Vietnam calls for respecting Western Sahara peace process
A panoramic view of a UNSC meeting. (Photo: AFP/VNA)
Addressing a UN Security Council meeting on October 14, ambassador Dang Dinh Quy, head of Vietnam’s mission to the UN, shared difficulties Western Sahara people are faced with, especially in the context of the COVID-19 pandemic, and said given the current situation priority should be given to maintaining humanitarian campaigns.
The ambassador emphasized that the stakeholders need to have peaceful dialogues on the basis of international law and relevant resolutions of the United Nations Security Council in order to find a fair and satisfactory solution to the situation in the region, in the interest of local people.
At the meeting, UN rapporteurs noted the situation in West Sahara is generally stable, but there remains a violation of the ceasefire and the Military Agreement No.1 between the parties. They urged all parties concerned to collaborate with the UN Special Envoy to soon resume peaceful dialogues and support permanent peaceful measures acceptable to the parties, on the basis of relevant Security Council resolutions.
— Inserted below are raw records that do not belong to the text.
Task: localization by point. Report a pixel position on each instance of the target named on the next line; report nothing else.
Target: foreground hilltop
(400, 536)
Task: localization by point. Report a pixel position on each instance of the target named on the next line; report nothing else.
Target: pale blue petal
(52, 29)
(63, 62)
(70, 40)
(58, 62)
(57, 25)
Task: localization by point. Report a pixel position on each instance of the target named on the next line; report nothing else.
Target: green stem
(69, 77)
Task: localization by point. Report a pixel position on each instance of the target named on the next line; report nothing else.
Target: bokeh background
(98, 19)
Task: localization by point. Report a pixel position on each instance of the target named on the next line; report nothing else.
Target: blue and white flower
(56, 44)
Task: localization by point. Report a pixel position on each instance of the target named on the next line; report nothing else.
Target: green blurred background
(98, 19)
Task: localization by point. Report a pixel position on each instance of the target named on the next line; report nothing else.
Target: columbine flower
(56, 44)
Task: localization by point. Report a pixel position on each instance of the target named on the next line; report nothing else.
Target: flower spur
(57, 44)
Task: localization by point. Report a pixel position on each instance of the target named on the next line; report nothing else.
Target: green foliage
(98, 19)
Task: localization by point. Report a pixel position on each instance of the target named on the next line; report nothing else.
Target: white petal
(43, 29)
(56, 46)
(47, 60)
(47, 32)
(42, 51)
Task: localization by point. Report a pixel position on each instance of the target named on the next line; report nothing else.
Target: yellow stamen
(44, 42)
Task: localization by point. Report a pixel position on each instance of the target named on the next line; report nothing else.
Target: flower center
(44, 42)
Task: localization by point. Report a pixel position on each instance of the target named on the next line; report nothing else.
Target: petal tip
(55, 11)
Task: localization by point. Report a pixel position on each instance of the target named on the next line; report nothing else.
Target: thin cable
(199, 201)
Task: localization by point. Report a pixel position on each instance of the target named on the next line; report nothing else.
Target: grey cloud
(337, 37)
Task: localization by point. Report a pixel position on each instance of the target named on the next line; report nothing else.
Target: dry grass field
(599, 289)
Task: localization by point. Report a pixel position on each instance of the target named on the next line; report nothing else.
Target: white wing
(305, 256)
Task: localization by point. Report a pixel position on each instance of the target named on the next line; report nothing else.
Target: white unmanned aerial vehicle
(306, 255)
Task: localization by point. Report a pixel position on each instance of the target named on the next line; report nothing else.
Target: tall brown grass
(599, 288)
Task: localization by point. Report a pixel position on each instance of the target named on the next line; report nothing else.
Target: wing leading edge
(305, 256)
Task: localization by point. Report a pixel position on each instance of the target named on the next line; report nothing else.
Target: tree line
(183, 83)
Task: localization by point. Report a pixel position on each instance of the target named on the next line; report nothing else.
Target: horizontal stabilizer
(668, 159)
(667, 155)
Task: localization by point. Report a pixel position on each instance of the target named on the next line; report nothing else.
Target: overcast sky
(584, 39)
Located in North Africa, Western Sahara covers 226,000 square kilometers with a population of 550,000. Morocco currently controls 80% of the territory of Western Sahara while the Sahrawi Arab Democratic Republic (SADR) controls the remainder. Moroccans make up two thirds of the population while indigenous Sahrawis only represent the remaining one third.
The Western Sahara issue was first introduced to the United Nations Security Council in 1975. Sixteen years later the United Nations Security Council passed Resolution 690 on a plan to hold a referendum so that the people of Western Sahara could decide whether they would live independently or merge into Morocco.
The United Nations Mission for the Referendum in Western Sahara was established in 1991.